The three women finished off this course with a tight performance of “Sur le joli jonc” (In the lovely hay), which evokes a roll in the hay with seemingly endless rising scales – a light and surprisingly lewd setting from Adrian Willaert, who, after being schooled in the style of Josquin, eventually held the post of choir master at St. Mark’s Cathedral in Venice for 35 years.

The most scrumptious course was possibly Poulenc’s set of four songs on poems by Guillaume Apollinaire: airy tasters of remembered love, snarky cultural observations, and surrealistic pictures of seedy and elegant hotels. Thoreson’s rich mezzo slid easily into each mood and we happily followed, again with the invaluable partnership of Engbretson’s piano. The one completely serious moment was washed down with “In Front of the Cinema,” a rumination on art and actors that digresses into the terms different classes of people have for movie theaters. Thoreson’s delivery of the final line – “Dear me, we must have good taste”– got a good laugh.

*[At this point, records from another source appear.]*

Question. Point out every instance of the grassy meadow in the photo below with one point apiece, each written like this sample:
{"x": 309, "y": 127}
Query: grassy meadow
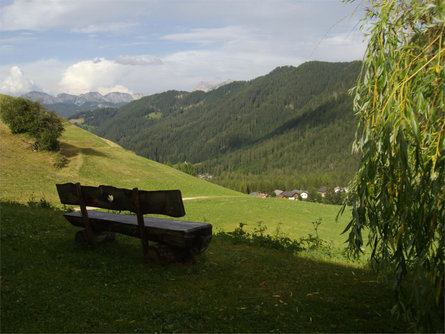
{"x": 50, "y": 284}
{"x": 91, "y": 160}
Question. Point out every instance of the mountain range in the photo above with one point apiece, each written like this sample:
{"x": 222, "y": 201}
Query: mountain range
{"x": 292, "y": 128}
{"x": 66, "y": 105}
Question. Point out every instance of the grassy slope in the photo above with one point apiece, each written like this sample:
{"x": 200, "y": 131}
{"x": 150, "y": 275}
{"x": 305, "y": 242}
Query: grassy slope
{"x": 94, "y": 161}
{"x": 49, "y": 284}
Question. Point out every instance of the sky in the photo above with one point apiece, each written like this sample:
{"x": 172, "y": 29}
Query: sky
{"x": 151, "y": 46}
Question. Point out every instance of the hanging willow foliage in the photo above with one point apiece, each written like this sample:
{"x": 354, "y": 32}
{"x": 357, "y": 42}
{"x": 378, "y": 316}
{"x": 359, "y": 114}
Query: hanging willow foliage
{"x": 399, "y": 188}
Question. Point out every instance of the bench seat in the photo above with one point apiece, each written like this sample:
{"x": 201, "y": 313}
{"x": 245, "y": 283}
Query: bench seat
{"x": 176, "y": 233}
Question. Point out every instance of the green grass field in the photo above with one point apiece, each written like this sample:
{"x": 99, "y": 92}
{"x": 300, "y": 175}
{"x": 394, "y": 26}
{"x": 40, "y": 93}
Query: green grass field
{"x": 50, "y": 284}
{"x": 27, "y": 175}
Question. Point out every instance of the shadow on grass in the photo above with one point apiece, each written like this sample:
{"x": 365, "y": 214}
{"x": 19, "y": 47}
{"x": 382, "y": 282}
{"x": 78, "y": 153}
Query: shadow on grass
{"x": 49, "y": 284}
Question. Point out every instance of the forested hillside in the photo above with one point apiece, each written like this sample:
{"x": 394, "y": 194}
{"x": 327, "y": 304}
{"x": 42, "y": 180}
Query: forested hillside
{"x": 291, "y": 128}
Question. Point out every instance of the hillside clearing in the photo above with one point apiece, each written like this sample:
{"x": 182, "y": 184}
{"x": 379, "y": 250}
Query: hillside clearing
{"x": 49, "y": 284}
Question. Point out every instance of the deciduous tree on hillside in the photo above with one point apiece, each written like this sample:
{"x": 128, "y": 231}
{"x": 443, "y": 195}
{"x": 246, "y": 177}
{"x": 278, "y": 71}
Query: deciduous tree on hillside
{"x": 399, "y": 189}
{"x": 25, "y": 116}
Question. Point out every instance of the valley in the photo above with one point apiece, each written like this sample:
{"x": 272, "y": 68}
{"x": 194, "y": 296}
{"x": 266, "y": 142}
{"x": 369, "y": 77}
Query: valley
{"x": 290, "y": 129}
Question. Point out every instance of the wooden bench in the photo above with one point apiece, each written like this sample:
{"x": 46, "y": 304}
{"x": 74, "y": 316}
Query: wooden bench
{"x": 176, "y": 240}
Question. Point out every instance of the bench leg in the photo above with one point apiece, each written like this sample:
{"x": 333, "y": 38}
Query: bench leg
{"x": 82, "y": 238}
{"x": 164, "y": 254}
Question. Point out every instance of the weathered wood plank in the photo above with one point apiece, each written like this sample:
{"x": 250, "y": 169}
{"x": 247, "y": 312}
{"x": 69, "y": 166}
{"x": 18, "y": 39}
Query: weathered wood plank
{"x": 177, "y": 233}
{"x": 166, "y": 202}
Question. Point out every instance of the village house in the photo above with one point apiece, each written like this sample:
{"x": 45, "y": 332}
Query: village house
{"x": 322, "y": 191}
{"x": 278, "y": 192}
{"x": 259, "y": 195}
{"x": 294, "y": 194}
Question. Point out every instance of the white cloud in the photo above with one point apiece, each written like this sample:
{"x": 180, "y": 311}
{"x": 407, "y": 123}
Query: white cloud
{"x": 104, "y": 27}
{"x": 139, "y": 60}
{"x": 16, "y": 83}
{"x": 211, "y": 35}
{"x": 98, "y": 74}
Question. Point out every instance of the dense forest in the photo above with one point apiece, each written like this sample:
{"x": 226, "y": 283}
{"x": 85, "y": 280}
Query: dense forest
{"x": 292, "y": 128}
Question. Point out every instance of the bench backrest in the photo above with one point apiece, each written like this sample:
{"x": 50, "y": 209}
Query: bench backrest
{"x": 165, "y": 202}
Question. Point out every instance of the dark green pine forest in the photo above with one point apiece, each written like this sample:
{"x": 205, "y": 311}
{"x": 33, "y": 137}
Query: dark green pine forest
{"x": 290, "y": 129}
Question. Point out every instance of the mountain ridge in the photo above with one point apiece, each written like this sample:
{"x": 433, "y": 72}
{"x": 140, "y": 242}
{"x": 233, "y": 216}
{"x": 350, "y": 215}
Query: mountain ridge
{"x": 236, "y": 130}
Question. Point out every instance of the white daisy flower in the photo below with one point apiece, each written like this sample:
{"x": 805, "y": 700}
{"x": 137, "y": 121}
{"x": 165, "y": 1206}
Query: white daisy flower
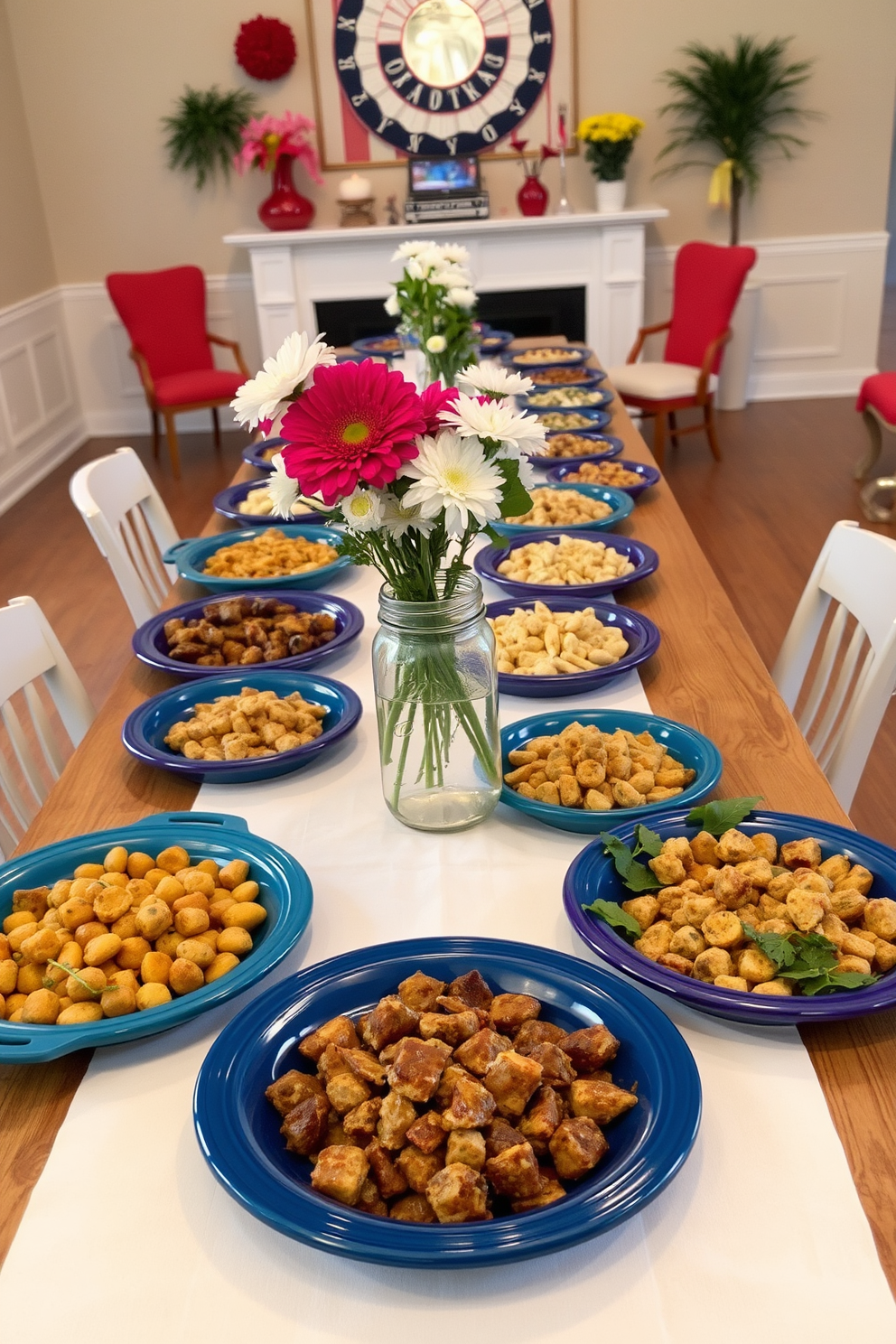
{"x": 493, "y": 379}
{"x": 397, "y": 518}
{"x": 452, "y": 473}
{"x": 283, "y": 488}
{"x": 288, "y": 369}
{"x": 363, "y": 509}
{"x": 471, "y": 418}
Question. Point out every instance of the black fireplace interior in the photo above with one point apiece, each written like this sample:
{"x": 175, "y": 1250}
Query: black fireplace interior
{"x": 526, "y": 312}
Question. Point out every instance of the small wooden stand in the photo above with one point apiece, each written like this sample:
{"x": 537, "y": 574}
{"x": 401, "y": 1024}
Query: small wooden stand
{"x": 356, "y": 214}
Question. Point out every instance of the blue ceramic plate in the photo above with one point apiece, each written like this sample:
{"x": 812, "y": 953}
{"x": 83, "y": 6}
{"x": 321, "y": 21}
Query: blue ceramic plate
{"x": 191, "y": 554}
{"x": 151, "y": 645}
{"x": 605, "y": 448}
{"x": 684, "y": 743}
{"x": 228, "y": 500}
{"x": 254, "y": 454}
{"x": 144, "y": 730}
{"x": 285, "y": 892}
{"x": 593, "y": 876}
{"x": 641, "y": 635}
{"x": 238, "y": 1129}
{"x": 487, "y": 561}
{"x": 618, "y": 501}
{"x": 649, "y": 475}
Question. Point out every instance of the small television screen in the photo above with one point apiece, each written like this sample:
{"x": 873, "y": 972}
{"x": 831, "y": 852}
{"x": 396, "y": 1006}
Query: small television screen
{"x": 443, "y": 176}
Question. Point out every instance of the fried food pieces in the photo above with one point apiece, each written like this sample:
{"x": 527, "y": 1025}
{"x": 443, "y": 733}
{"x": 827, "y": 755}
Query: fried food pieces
{"x": 400, "y": 1123}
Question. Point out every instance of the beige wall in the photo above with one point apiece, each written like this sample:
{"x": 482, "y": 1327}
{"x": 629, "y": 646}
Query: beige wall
{"x": 98, "y": 74}
{"x": 26, "y": 259}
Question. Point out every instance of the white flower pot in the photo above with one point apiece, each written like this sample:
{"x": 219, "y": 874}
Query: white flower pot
{"x": 611, "y": 196}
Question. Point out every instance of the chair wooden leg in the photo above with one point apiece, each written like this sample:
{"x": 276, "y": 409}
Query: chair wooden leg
{"x": 710, "y": 422}
{"x": 171, "y": 433}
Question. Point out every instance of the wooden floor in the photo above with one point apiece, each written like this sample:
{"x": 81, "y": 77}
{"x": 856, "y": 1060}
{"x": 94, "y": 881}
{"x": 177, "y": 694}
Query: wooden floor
{"x": 761, "y": 517}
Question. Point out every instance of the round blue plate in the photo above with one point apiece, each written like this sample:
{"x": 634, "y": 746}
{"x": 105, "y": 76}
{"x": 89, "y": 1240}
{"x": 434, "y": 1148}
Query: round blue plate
{"x": 238, "y": 1129}
{"x": 151, "y": 645}
{"x": 649, "y": 475}
{"x": 285, "y": 892}
{"x": 254, "y": 453}
{"x": 191, "y": 554}
{"x": 593, "y": 876}
{"x": 641, "y": 633}
{"x": 144, "y": 730}
{"x": 605, "y": 448}
{"x": 487, "y": 561}
{"x": 228, "y": 500}
{"x": 684, "y": 743}
{"x": 618, "y": 501}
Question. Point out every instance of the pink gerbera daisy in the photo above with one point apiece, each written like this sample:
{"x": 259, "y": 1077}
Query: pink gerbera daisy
{"x": 356, "y": 424}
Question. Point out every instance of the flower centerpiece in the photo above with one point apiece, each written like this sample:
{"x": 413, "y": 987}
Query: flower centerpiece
{"x": 273, "y": 144}
{"x": 411, "y": 479}
{"x": 609, "y": 140}
{"x": 437, "y": 304}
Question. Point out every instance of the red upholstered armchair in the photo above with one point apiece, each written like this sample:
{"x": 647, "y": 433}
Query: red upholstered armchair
{"x": 164, "y": 313}
{"x": 707, "y": 286}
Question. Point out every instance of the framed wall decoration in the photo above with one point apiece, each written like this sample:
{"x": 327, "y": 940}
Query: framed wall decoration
{"x": 438, "y": 77}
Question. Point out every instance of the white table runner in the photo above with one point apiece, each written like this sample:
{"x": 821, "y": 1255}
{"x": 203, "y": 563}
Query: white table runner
{"x": 762, "y": 1234}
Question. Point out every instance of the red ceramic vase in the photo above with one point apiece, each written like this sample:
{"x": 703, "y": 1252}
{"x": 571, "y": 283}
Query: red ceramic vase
{"x": 285, "y": 209}
{"x": 532, "y": 198}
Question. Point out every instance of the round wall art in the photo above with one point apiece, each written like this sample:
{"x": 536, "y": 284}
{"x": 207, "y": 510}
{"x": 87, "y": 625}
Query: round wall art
{"x": 443, "y": 77}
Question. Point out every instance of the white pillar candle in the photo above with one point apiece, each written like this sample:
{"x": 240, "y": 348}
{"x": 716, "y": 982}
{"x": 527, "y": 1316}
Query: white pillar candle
{"x": 355, "y": 189}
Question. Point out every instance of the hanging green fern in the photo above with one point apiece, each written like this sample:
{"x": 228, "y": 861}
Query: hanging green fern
{"x": 203, "y": 135}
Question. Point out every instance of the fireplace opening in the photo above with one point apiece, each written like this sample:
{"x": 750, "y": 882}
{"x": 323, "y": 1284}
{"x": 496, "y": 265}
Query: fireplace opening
{"x": 526, "y": 312}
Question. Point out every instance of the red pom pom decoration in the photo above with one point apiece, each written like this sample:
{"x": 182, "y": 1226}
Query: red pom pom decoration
{"x": 265, "y": 47}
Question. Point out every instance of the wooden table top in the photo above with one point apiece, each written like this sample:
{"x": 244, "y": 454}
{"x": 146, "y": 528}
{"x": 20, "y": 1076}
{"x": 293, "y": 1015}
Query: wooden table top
{"x": 707, "y": 674}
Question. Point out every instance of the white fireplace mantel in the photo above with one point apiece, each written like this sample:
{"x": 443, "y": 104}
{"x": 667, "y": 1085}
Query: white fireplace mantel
{"x": 603, "y": 253}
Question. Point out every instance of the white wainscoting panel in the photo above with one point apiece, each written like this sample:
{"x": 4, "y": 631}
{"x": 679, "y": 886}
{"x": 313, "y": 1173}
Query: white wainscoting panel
{"x": 819, "y": 309}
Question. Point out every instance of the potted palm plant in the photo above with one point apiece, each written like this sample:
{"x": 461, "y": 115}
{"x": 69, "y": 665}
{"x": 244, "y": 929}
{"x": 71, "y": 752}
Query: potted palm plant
{"x": 736, "y": 105}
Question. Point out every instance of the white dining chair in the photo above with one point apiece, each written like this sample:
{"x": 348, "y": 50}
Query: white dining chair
{"x": 132, "y": 527}
{"x": 30, "y": 652}
{"x": 856, "y": 669}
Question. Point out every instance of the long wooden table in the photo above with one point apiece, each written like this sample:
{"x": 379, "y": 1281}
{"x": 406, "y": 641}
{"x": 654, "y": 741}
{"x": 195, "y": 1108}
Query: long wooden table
{"x": 707, "y": 674}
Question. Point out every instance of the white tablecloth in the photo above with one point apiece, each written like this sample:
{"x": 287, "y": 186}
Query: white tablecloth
{"x": 761, "y": 1237}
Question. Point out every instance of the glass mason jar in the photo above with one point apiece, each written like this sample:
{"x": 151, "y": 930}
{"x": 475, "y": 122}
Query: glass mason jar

One can’t have an all-French choral concert without including at least something from Debussy’s and Ravel’s well-known sets of three choral songs (Debussy’s on poems by early Renaissance poet Charles d’Orleans, and Ravel’s on his own texts). We got generous helpings, with Engbretson joining the rest of the group to give a fuller complement of six voices. Even though it was the last course, you couldn’t call it dessert; it was too substantial. Not that there was anything heavy about it: Ravel’s “Nicolette” and Debussy’s “When I hear the tambourine…” are witty musings which the group put across nimbly. And while “God! What a vision she is…” and Ravel’s “Three beautiful birds from Paradise” go straight to the core of love and bereavement respectively, they do so with simple eloquence. Not that they are simple to sing – Debussy in particular lavished harmonies on his love song that would later be admired and picked up by many a jazzer. But the group tuned it up beautifully and ended up strong, with little evidence of how hard they’d been working for so long to create nothing less than a feast for the ear.

Jeff Winslow is a Portland pianist and composer who has been strongly influenced by both French and German music.  He wishes his influences got along as well as present-day Europe does.